DH-2

From Jon's Wiki

In 1950-59, 4037 publications in NZ (publication = pamphlet of 5+ pages, or a novel). Where are they, how do we get hold of them, and can they be freed?

  • Publications NZ - has all of the things, in MARC. Federated to Worldcat. US Copyright law restricts stuff since 1870.
  • Some stuff will need consultation with Iwi
  • Reclaiming New Zealand's Digitised Heritage project - Kiwi Alex
  • Today's bibliographies from libraries may not match online or physical storage. Stuff can be in stack, lost, moved, destroyed, storage, etc. It may be possible to use cross-catalogue data or cross-media data to track books down (e.g. mentions in Papers Past)
  • Maybe leave out unpublished data
  • How do we get institutions to lend the books to digitise? NL won't lend out valuable material without conservator reporting.

What format, and how do we make it text-searchable?

  • Agree on something like METS-ALTO and DC, and federate with OAI-PMH and/or use Digital NZ.
  • NL scanned 300dpi colour TIFF images per page, into PDF with page image + OCR.
  • e-books in EPUB, which is (more or less) zipped HTML. Kindle uses MobiPocket, another format based on Open eBook.
  • ODPS is a syndication format - like RSS but for e-books.
  • http://stats.govt.nz/ ← fully searchable open access (XML) yearbook data.
  • TEI XML can be huge and possibly redundant for many use cases - http://www.tei-c.org/
  • Gutenberg Project offer many formats - but some are auto-generated from a master

How do we make it available online?

  • Some data will be very specific and of little commercial or even research value.
  • Others will have high commercial value

Some have been digitised already.

  • Digitisation efforts are already under way at National Library.
  • Some stuff is in Google Books/Hathi Trust, but sourced from the US (little comms with Nat Lib NZ), can be tricky to get stuff from them
  • Some is public domain, some copyrighted

Do we want to cover periodicals?

  • Quite probably yes!
  • RILM are going about digitising.

Who will host it, who will "own" it and maintain it over time?

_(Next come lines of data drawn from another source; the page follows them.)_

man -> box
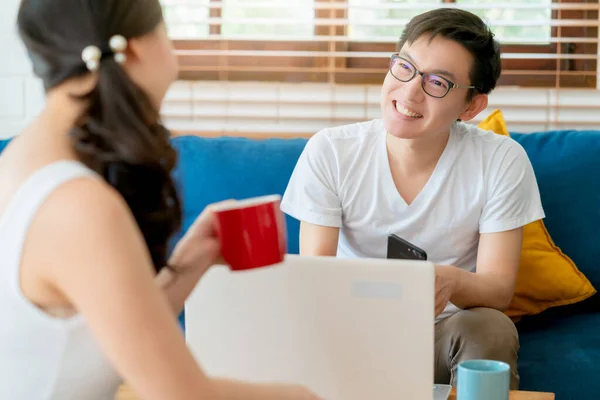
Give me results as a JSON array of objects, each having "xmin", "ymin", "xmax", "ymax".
[{"xmin": 280, "ymin": 8, "xmax": 545, "ymax": 390}]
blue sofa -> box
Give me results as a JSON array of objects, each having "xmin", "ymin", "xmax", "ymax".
[
  {"xmin": 2, "ymin": 129, "xmax": 599, "ymax": 399},
  {"xmin": 169, "ymin": 129, "xmax": 600, "ymax": 400}
]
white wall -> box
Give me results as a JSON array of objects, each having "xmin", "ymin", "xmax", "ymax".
[
  {"xmin": 1, "ymin": 0, "xmax": 599, "ymax": 139},
  {"xmin": 0, "ymin": 0, "xmax": 45, "ymax": 139},
  {"xmin": 161, "ymin": 82, "xmax": 600, "ymax": 135}
]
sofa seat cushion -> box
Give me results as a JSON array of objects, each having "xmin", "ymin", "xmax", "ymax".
[{"xmin": 518, "ymin": 311, "xmax": 600, "ymax": 399}]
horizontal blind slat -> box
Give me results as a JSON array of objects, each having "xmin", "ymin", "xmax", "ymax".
[
  {"xmin": 172, "ymin": 17, "xmax": 598, "ymax": 28},
  {"xmin": 161, "ymin": 1, "xmax": 599, "ymax": 11},
  {"xmin": 163, "ymin": 0, "xmax": 599, "ymax": 89},
  {"xmin": 176, "ymin": 49, "xmax": 599, "ymax": 60}
]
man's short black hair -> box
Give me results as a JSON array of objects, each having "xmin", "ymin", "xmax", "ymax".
[{"xmin": 398, "ymin": 8, "xmax": 502, "ymax": 97}]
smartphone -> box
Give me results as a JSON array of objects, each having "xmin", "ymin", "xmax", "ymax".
[{"xmin": 387, "ymin": 234, "xmax": 427, "ymax": 261}]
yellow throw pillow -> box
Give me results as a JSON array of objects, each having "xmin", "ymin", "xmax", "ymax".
[{"xmin": 477, "ymin": 110, "xmax": 596, "ymax": 319}]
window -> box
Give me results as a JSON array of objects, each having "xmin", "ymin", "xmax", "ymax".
[
  {"xmin": 347, "ymin": 0, "xmax": 442, "ymax": 40},
  {"xmin": 222, "ymin": 0, "xmax": 315, "ymax": 37},
  {"xmin": 347, "ymin": 0, "xmax": 552, "ymax": 44},
  {"xmin": 162, "ymin": 0, "xmax": 210, "ymax": 38},
  {"xmin": 454, "ymin": 0, "xmax": 553, "ymax": 44},
  {"xmin": 162, "ymin": 0, "xmax": 315, "ymax": 39},
  {"xmin": 161, "ymin": 0, "xmax": 599, "ymax": 88}
]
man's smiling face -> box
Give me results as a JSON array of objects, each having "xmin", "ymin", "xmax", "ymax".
[{"xmin": 380, "ymin": 34, "xmax": 479, "ymax": 140}]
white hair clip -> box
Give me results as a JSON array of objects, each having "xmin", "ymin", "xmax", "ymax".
[
  {"xmin": 81, "ymin": 35, "xmax": 127, "ymax": 72},
  {"xmin": 81, "ymin": 45, "xmax": 101, "ymax": 72},
  {"xmin": 109, "ymin": 35, "xmax": 128, "ymax": 64}
]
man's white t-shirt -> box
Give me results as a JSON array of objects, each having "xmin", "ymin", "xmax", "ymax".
[{"xmin": 280, "ymin": 119, "xmax": 545, "ymax": 322}]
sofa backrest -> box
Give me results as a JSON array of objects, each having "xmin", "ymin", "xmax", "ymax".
[
  {"xmin": 171, "ymin": 130, "xmax": 600, "ymax": 292},
  {"xmin": 510, "ymin": 130, "xmax": 600, "ymax": 290},
  {"xmin": 170, "ymin": 135, "xmax": 308, "ymax": 254},
  {"xmin": 0, "ymin": 140, "xmax": 8, "ymax": 153},
  {"xmin": 3, "ymin": 131, "xmax": 599, "ymax": 292}
]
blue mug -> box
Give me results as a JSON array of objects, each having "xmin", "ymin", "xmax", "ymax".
[{"xmin": 457, "ymin": 359, "xmax": 510, "ymax": 400}]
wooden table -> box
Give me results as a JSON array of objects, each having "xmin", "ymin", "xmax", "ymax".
[
  {"xmin": 116, "ymin": 385, "xmax": 555, "ymax": 399},
  {"xmin": 116, "ymin": 386, "xmax": 136, "ymax": 400},
  {"xmin": 448, "ymin": 387, "xmax": 555, "ymax": 399}
]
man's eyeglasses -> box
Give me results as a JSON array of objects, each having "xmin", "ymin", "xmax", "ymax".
[{"xmin": 389, "ymin": 54, "xmax": 478, "ymax": 99}]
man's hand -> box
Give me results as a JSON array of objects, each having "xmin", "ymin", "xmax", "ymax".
[
  {"xmin": 434, "ymin": 265, "xmax": 458, "ymax": 317},
  {"xmin": 442, "ymin": 228, "xmax": 523, "ymax": 313},
  {"xmin": 433, "ymin": 228, "xmax": 523, "ymax": 316}
]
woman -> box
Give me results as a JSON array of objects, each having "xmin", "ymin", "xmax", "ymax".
[{"xmin": 0, "ymin": 1, "xmax": 321, "ymax": 399}]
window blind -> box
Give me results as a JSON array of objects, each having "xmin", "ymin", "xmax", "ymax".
[
  {"xmin": 160, "ymin": 0, "xmax": 599, "ymax": 89},
  {"xmin": 158, "ymin": 0, "xmax": 600, "ymax": 135}
]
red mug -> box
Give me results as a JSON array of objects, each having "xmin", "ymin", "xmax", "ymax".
[{"xmin": 213, "ymin": 194, "xmax": 287, "ymax": 271}]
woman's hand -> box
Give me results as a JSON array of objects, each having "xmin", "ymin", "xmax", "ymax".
[
  {"xmin": 168, "ymin": 200, "xmax": 236, "ymax": 275},
  {"xmin": 157, "ymin": 200, "xmax": 236, "ymax": 315}
]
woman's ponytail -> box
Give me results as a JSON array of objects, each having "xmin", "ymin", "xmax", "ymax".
[
  {"xmin": 18, "ymin": 0, "xmax": 181, "ymax": 272},
  {"xmin": 70, "ymin": 59, "xmax": 182, "ymax": 272}
]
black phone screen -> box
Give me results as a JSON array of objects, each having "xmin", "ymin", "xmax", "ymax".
[{"xmin": 386, "ymin": 234, "xmax": 427, "ymax": 261}]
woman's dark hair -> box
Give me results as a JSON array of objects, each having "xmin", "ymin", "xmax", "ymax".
[
  {"xmin": 398, "ymin": 8, "xmax": 502, "ymax": 97},
  {"xmin": 17, "ymin": 0, "xmax": 181, "ymax": 273}
]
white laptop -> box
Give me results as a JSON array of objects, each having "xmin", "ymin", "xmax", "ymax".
[{"xmin": 185, "ymin": 254, "xmax": 439, "ymax": 400}]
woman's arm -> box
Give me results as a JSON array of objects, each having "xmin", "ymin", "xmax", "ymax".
[
  {"xmin": 29, "ymin": 178, "xmax": 319, "ymax": 400},
  {"xmin": 155, "ymin": 262, "xmax": 207, "ymax": 315},
  {"xmin": 155, "ymin": 199, "xmax": 235, "ymax": 316}
]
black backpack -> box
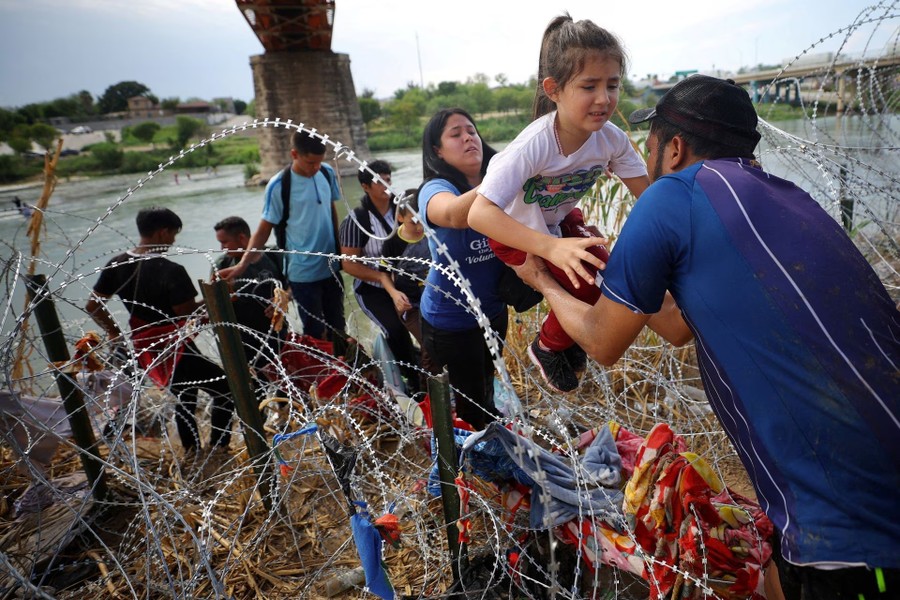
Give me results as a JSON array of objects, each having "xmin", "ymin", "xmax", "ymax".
[{"xmin": 271, "ymin": 163, "xmax": 341, "ymax": 276}]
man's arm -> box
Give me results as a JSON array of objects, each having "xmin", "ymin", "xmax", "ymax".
[
  {"xmin": 514, "ymin": 254, "xmax": 690, "ymax": 365},
  {"xmin": 620, "ymin": 175, "xmax": 650, "ymax": 199},
  {"xmin": 219, "ymin": 220, "xmax": 274, "ymax": 281},
  {"xmin": 646, "ymin": 293, "xmax": 693, "ymax": 346},
  {"xmin": 85, "ymin": 292, "xmax": 122, "ymax": 340},
  {"xmin": 341, "ymin": 246, "xmax": 412, "ymax": 312},
  {"xmin": 341, "ymin": 246, "xmax": 391, "ymax": 286}
]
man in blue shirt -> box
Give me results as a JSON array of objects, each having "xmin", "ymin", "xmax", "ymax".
[
  {"xmin": 513, "ymin": 75, "xmax": 899, "ymax": 599},
  {"xmin": 220, "ymin": 131, "xmax": 344, "ymax": 340}
]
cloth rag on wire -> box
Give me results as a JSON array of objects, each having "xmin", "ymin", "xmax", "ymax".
[
  {"xmin": 351, "ymin": 502, "xmax": 395, "ymax": 600},
  {"xmin": 461, "ymin": 422, "xmax": 624, "ymax": 529}
]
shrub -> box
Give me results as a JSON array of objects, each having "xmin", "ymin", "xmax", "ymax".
[
  {"xmin": 121, "ymin": 151, "xmax": 163, "ymax": 174},
  {"xmin": 0, "ymin": 155, "xmax": 41, "ymax": 183},
  {"xmin": 90, "ymin": 142, "xmax": 124, "ymax": 170}
]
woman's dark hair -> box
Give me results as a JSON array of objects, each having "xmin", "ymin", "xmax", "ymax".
[
  {"xmin": 532, "ymin": 14, "xmax": 628, "ymax": 119},
  {"xmin": 420, "ymin": 108, "xmax": 497, "ymax": 193},
  {"xmin": 136, "ymin": 207, "xmax": 182, "ymax": 237}
]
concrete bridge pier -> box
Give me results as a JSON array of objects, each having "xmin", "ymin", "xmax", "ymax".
[
  {"xmin": 835, "ymin": 70, "xmax": 846, "ymax": 114},
  {"xmin": 251, "ymin": 51, "xmax": 370, "ymax": 179}
]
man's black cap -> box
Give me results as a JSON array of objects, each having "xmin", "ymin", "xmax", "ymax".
[{"xmin": 629, "ymin": 75, "xmax": 761, "ymax": 155}]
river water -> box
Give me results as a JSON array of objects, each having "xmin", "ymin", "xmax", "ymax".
[{"xmin": 1, "ymin": 116, "xmax": 896, "ymax": 352}]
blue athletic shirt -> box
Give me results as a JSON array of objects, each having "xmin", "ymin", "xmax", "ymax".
[
  {"xmin": 261, "ymin": 163, "xmax": 340, "ymax": 283},
  {"xmin": 419, "ymin": 178, "xmax": 505, "ymax": 331},
  {"xmin": 601, "ymin": 158, "xmax": 900, "ymax": 568}
]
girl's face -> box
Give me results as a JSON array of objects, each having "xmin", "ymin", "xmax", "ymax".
[
  {"xmin": 548, "ymin": 51, "xmax": 621, "ymax": 136},
  {"xmin": 435, "ymin": 113, "xmax": 483, "ymax": 177}
]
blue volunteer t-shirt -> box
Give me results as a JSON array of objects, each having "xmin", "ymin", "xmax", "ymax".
[
  {"xmin": 261, "ymin": 164, "xmax": 340, "ymax": 283},
  {"xmin": 419, "ymin": 178, "xmax": 505, "ymax": 331},
  {"xmin": 602, "ymin": 158, "xmax": 900, "ymax": 568}
]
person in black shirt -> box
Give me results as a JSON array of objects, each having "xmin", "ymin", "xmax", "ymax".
[
  {"xmin": 213, "ymin": 216, "xmax": 287, "ymax": 385},
  {"xmin": 86, "ymin": 207, "xmax": 233, "ymax": 452}
]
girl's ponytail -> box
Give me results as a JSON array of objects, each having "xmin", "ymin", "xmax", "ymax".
[
  {"xmin": 532, "ymin": 14, "xmax": 573, "ymax": 120},
  {"xmin": 531, "ymin": 13, "xmax": 628, "ymax": 121}
]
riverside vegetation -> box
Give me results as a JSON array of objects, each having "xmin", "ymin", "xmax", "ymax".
[{"xmin": 1, "ymin": 74, "xmax": 816, "ymax": 185}]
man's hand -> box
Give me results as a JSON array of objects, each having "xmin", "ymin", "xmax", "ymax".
[
  {"xmin": 217, "ymin": 261, "xmax": 247, "ymax": 282},
  {"xmin": 388, "ymin": 289, "xmax": 412, "ymax": 313},
  {"xmin": 511, "ymin": 253, "xmax": 557, "ymax": 294}
]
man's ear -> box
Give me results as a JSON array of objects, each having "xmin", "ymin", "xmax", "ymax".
[
  {"xmin": 668, "ymin": 135, "xmax": 690, "ymax": 171},
  {"xmin": 542, "ymin": 77, "xmax": 559, "ymax": 101}
]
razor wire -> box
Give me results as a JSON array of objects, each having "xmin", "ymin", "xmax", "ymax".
[{"xmin": 1, "ymin": 7, "xmax": 899, "ymax": 598}]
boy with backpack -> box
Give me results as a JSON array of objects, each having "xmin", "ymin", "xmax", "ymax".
[{"xmin": 219, "ymin": 131, "xmax": 345, "ymax": 341}]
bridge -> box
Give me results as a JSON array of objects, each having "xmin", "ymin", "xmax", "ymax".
[
  {"xmin": 236, "ymin": 0, "xmax": 369, "ymax": 178},
  {"xmin": 237, "ymin": 0, "xmax": 335, "ymax": 51},
  {"xmin": 647, "ymin": 51, "xmax": 900, "ymax": 113}
]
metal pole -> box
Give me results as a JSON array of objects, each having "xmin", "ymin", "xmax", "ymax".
[
  {"xmin": 428, "ymin": 369, "xmax": 467, "ymax": 591},
  {"xmin": 200, "ymin": 279, "xmax": 272, "ymax": 511},
  {"xmin": 25, "ymin": 274, "xmax": 108, "ymax": 501},
  {"xmin": 838, "ymin": 165, "xmax": 853, "ymax": 232}
]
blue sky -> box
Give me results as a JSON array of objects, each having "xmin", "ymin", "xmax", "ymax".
[{"xmin": 0, "ymin": 0, "xmax": 895, "ymax": 108}]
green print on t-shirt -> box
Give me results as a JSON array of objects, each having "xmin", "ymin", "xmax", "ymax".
[{"xmin": 522, "ymin": 165, "xmax": 606, "ymax": 209}]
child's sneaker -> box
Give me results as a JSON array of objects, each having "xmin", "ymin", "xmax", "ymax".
[
  {"xmin": 528, "ymin": 337, "xmax": 579, "ymax": 393},
  {"xmin": 563, "ymin": 344, "xmax": 587, "ymax": 375}
]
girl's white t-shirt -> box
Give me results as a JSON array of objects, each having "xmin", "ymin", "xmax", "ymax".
[{"xmin": 479, "ymin": 111, "xmax": 647, "ymax": 236}]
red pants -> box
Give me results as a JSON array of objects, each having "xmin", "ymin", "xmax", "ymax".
[{"xmin": 489, "ymin": 208, "xmax": 608, "ymax": 352}]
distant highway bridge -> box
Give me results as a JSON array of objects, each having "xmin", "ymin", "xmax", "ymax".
[{"xmin": 649, "ymin": 51, "xmax": 900, "ymax": 112}]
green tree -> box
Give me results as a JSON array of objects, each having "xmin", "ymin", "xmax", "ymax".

  • National Library seems the most sensible fit
  • Public/Private collaboration; should we delete data that is objected to by one or two stakeholders?
    • Reliance on corporate law and upholding contracts
    • Could the private organisations be not-for-profit, or similarly chartered?
    • Retain public ownership

Audience

Where is the data for matching your message, with the right audience, and the platform they tend to use? For example for 16 year-olds, we need Facebook, but not so much for retirees?!

  • Media studies - in primary and secondary education, there are "bring your own device" initiatives which may have good data.
  • Sometimes lack of demand is because people don't know it's available and/or don't know they're looking for it
  • Local information could be sliced-and-diced by locality, person, and so on (semantic metadata) and be highly relevant to the punters.